First off, the plot felt like it was pulled from a fan-fic site. Everyone has been speculating about whether or not all the Time-Turners were destroyed. Everyone has wanted the return of Cedric Diggory. Everyone wanted to believe that Bellatrix and Voldemort were having an affair, even though the movies were the only thing that implied that. Overall, the old characters felt like shadows of themselves, the new characters were not dynamic enough (excepting Scorpius, I’ll admit that I liked him), the ending was unsatisfying, and random bits of information were just inserted into the story (like the bit about the Trolley Lady, what were they thinking?). So yeah, Rowling endorsed fan-fiction at best.

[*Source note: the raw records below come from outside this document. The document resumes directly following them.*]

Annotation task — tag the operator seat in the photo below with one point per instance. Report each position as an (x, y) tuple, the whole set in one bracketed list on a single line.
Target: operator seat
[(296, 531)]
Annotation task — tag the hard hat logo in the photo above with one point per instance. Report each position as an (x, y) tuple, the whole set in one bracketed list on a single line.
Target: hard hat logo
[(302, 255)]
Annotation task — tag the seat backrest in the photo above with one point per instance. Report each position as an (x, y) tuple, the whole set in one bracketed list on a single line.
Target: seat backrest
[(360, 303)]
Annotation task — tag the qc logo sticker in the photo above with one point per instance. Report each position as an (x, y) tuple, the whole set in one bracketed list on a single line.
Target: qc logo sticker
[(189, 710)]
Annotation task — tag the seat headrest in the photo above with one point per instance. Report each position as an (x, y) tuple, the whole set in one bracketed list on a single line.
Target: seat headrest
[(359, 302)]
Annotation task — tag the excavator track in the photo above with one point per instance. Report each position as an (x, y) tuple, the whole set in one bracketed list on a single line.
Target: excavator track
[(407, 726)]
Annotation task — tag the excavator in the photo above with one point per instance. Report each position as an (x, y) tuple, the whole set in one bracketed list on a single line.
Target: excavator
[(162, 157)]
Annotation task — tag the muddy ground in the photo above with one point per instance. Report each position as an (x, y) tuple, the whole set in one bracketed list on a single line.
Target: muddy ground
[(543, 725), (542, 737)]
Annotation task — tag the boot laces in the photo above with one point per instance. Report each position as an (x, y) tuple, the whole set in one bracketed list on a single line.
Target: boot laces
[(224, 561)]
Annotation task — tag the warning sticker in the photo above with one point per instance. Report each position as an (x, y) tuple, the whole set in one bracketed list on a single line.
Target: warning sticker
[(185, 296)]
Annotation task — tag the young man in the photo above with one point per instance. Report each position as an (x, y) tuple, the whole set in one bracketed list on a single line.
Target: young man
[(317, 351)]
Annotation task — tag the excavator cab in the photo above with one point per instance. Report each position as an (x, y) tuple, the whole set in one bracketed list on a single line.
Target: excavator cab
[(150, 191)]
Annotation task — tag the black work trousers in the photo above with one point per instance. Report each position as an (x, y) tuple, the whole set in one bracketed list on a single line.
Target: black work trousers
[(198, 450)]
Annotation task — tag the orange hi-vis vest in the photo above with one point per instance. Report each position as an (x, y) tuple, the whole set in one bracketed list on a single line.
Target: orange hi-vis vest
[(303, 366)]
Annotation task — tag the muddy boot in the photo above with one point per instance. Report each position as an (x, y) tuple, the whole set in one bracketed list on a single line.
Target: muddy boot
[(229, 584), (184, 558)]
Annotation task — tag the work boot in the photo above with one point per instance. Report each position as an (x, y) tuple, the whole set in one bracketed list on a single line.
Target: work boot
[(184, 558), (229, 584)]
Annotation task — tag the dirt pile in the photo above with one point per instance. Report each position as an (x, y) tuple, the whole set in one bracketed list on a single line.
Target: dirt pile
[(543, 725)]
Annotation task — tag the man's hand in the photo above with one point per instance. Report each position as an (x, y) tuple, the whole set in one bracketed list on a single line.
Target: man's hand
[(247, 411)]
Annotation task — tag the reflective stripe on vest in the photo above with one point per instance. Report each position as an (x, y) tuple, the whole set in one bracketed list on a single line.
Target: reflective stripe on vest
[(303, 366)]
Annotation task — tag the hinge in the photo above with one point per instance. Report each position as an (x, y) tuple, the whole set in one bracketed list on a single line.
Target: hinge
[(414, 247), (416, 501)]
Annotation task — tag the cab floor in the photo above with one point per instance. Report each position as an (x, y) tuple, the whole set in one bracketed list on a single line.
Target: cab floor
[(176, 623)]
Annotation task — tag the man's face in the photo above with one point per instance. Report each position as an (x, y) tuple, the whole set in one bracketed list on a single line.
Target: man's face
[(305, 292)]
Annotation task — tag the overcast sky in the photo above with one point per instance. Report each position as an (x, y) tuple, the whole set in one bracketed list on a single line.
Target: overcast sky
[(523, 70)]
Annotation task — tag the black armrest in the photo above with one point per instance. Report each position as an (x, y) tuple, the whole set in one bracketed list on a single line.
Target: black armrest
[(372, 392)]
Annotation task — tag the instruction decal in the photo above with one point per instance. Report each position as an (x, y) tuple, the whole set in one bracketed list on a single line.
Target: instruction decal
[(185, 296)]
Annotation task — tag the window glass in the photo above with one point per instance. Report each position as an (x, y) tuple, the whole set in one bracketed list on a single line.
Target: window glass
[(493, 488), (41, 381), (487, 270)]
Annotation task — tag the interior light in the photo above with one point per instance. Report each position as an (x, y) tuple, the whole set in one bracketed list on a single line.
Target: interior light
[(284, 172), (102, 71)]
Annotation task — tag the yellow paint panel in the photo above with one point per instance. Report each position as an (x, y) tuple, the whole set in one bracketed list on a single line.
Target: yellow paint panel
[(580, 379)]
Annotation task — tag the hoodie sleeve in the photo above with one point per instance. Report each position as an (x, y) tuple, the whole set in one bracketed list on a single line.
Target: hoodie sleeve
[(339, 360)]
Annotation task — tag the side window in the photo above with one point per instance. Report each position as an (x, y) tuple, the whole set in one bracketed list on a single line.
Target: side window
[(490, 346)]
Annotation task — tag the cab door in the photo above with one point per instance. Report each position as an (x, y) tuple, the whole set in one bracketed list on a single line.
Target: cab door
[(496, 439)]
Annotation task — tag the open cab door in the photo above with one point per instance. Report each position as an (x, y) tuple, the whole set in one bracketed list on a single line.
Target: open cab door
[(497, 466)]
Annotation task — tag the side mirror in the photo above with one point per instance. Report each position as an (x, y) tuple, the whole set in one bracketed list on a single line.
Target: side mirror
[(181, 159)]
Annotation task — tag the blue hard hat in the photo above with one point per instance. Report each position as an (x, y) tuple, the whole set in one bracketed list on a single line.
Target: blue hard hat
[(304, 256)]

Second, I was really looking forward to seeing what Cursed Child would do with its female characters, since we all wanted to be Hermione when we were little. I was sorely disappointed when the story centered around Albus and Scorpius, with guest appearances from Delphi, who turned out to be the villain in the end, and a lame one at that. I expected Rose to be the strong female until she turned out to be this arrogant child who wore her parent’s names too proudly. An older Hermione was pretty solid, until the writers saw fit to turn her into a nasty shrew in one reality where she was denied Ron’s all-redeeming love at a young age. Suffice to say, Cursed Child did not make great strides in feminist literature.

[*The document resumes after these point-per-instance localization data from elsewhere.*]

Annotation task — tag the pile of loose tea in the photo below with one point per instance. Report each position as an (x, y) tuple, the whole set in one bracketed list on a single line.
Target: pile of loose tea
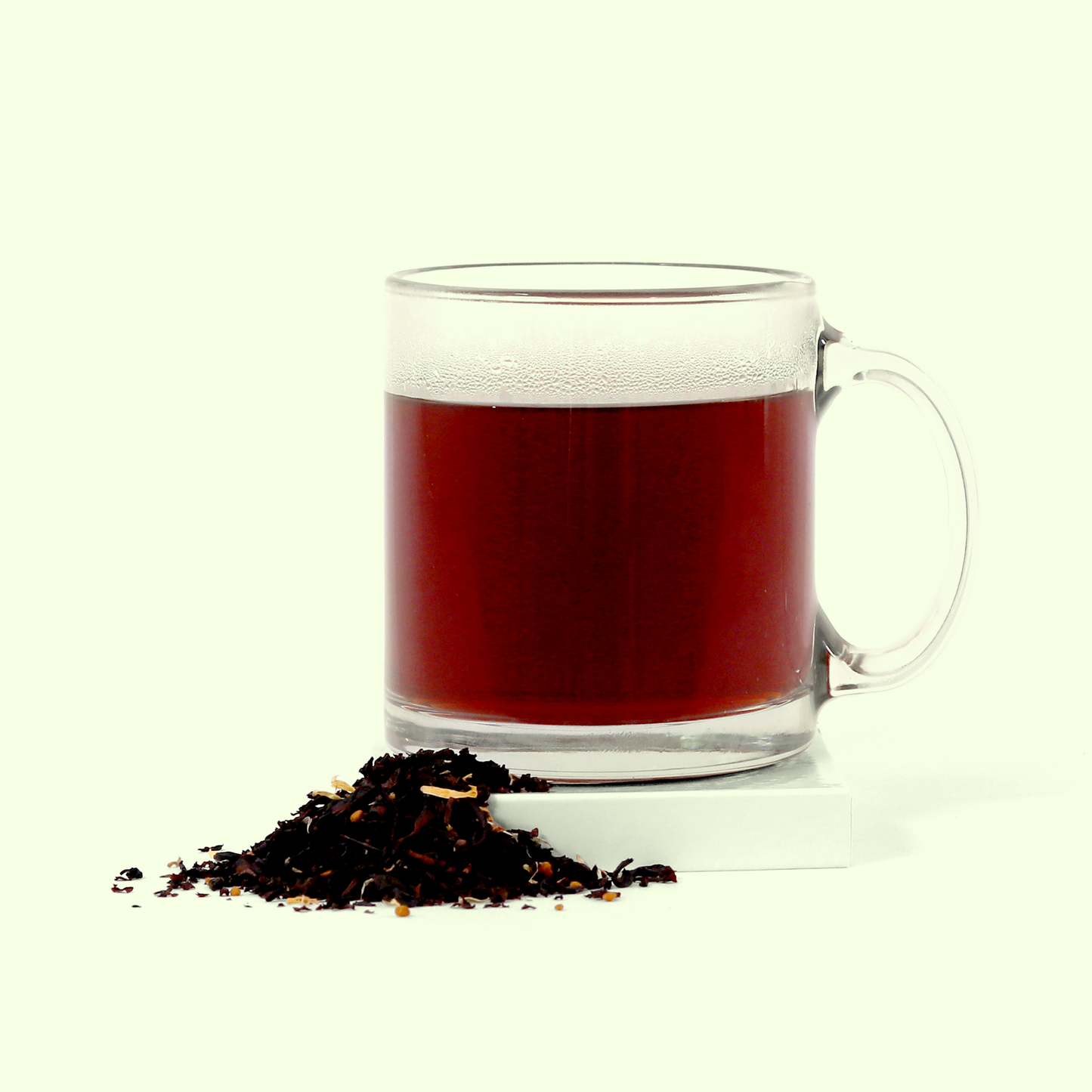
[(414, 830)]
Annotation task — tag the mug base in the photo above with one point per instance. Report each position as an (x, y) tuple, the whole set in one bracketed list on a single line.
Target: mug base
[(598, 753)]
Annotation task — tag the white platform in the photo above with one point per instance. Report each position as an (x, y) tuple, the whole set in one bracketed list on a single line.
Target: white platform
[(792, 815)]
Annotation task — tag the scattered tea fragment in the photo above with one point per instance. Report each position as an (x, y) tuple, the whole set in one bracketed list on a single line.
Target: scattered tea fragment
[(414, 830)]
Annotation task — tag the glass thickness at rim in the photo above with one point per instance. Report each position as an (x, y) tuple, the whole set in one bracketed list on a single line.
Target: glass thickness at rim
[(600, 282)]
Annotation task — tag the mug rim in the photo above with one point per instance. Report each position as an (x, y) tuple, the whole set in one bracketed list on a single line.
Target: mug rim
[(782, 283)]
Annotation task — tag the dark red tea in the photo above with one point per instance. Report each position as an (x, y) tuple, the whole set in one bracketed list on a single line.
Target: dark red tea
[(590, 565)]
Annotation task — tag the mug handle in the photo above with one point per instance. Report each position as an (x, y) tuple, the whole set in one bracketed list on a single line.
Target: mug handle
[(846, 667)]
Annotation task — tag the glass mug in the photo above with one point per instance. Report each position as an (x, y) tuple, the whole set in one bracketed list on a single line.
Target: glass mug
[(600, 483)]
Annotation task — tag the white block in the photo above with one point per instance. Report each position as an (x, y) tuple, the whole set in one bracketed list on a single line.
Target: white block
[(792, 815)]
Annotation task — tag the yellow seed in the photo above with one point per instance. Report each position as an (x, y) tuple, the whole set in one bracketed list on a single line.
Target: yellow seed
[(449, 794)]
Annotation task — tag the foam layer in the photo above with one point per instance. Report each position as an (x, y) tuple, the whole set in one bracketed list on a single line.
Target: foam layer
[(510, 352)]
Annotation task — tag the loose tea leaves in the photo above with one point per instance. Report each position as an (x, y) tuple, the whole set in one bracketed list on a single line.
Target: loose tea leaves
[(414, 830)]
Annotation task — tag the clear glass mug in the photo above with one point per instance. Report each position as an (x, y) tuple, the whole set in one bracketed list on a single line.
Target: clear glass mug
[(600, 517)]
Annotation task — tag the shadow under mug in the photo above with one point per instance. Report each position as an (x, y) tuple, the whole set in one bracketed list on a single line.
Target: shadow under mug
[(600, 483)]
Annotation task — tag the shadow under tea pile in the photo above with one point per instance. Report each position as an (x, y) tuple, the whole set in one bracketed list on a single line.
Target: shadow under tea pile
[(414, 830)]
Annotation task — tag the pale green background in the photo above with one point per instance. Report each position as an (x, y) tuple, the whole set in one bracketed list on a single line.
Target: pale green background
[(200, 203)]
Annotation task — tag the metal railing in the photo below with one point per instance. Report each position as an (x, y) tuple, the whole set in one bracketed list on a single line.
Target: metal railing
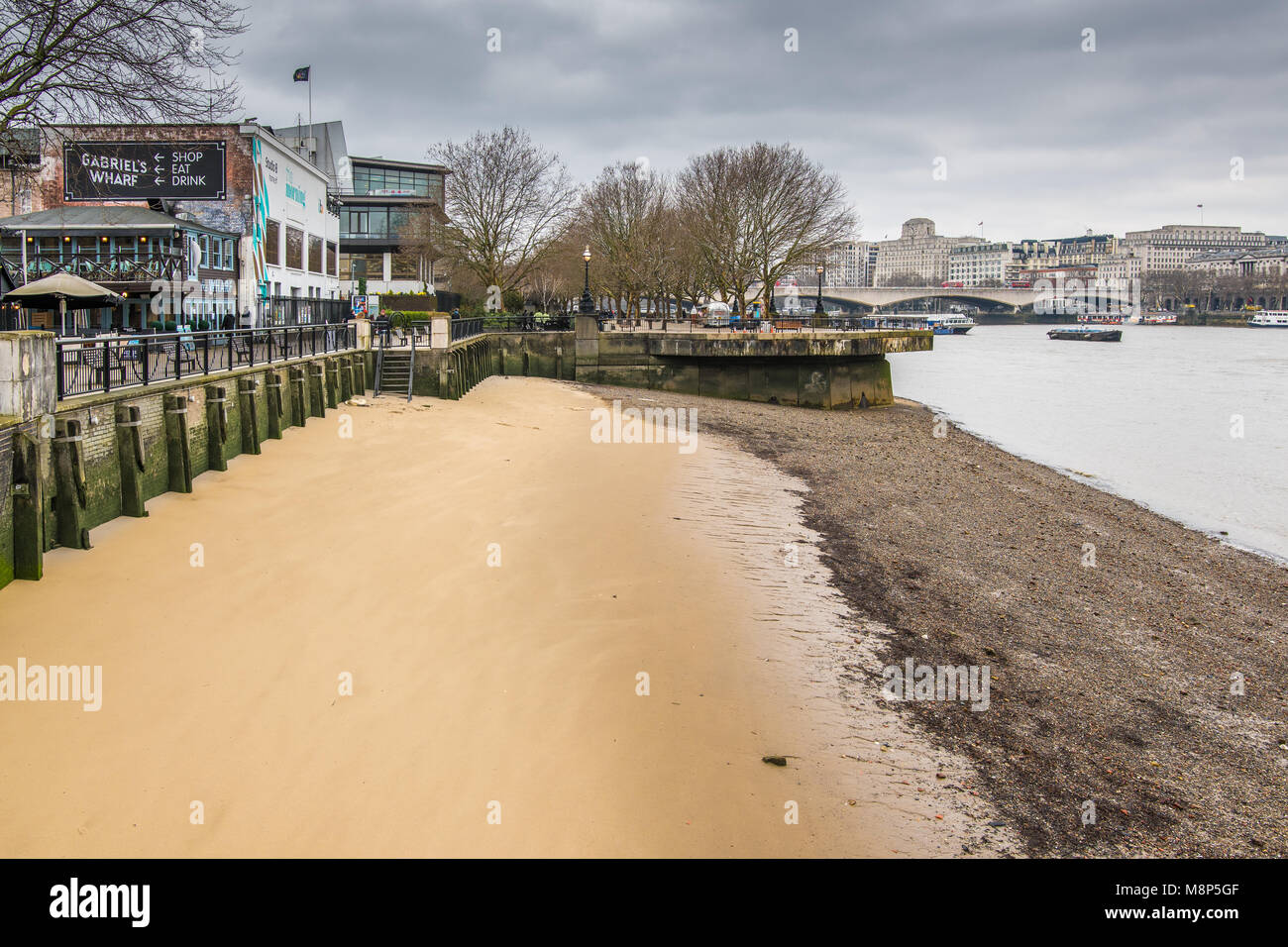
[(102, 266), (90, 367), (402, 337), (301, 311), (812, 321), (527, 324), (467, 329)]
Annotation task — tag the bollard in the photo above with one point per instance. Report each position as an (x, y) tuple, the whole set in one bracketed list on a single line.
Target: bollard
[(317, 403), (297, 397), (69, 476), (333, 381), (176, 449), (29, 510), (274, 405), (217, 427), (129, 451), (346, 377), (246, 389)]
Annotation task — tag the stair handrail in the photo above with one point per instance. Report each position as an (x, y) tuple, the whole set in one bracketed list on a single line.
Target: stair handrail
[(411, 365)]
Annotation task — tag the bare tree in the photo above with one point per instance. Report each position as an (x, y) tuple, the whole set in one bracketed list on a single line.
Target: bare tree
[(797, 211), (623, 218), (78, 60), (711, 198), (510, 200)]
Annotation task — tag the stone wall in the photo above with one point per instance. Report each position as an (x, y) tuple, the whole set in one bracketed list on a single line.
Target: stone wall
[(95, 458)]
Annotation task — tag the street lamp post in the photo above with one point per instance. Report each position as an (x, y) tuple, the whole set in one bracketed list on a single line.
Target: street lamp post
[(588, 304)]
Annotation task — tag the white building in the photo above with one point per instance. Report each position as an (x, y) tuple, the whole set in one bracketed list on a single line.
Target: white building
[(1266, 261), (1171, 245), (977, 264), (294, 249), (918, 253), (845, 264)]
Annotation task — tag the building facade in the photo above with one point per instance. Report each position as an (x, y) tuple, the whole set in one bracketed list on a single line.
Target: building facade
[(273, 205), (918, 253), (382, 211)]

And finally, the format of the book. I personally, am a fan of reading plays. I know not everyone is, but there’s something satisfying in having everything necessary to the story be found in the dialogue and action, rather than pages of description or contemplation or whatever the author thought was important enough to write down but not have a character speak. But as someone who has read probably too many plays, I found some of the stage directions to be tedious and even demeaning. Maybe this is because I’m used to reading early modern plays which typically have very little stage directions beyond Enter, Exit, and Aside nor do they ever give acting notes. But the stage directions that said “This troubles Harry” or “He is hurt by this” frustrated me. Part of me thought that the writers were trying to assist readers who have never read a story in play format. But most of the time the dialogue was obviously meant to be read and reacted to a certain way and as an intelligent reader, I felt like I didn’t need to be coddled with redundant stage directions. I don’t think an author should ever underestimate their readers and I felt like I was being talked down to.
This isn’t to say there weren’t parts of Cursed Child that I enjoyed. As I said before, I really liked Scorpius, I liked that Snape got to make a reappearance, and I liked that Malfoy was able to find a little bit of redemption. It was good to reenter the Harry Potter universe and revisit some of my favorite characters. But overall, this book has not earned itself a true spot in the beloved HP series.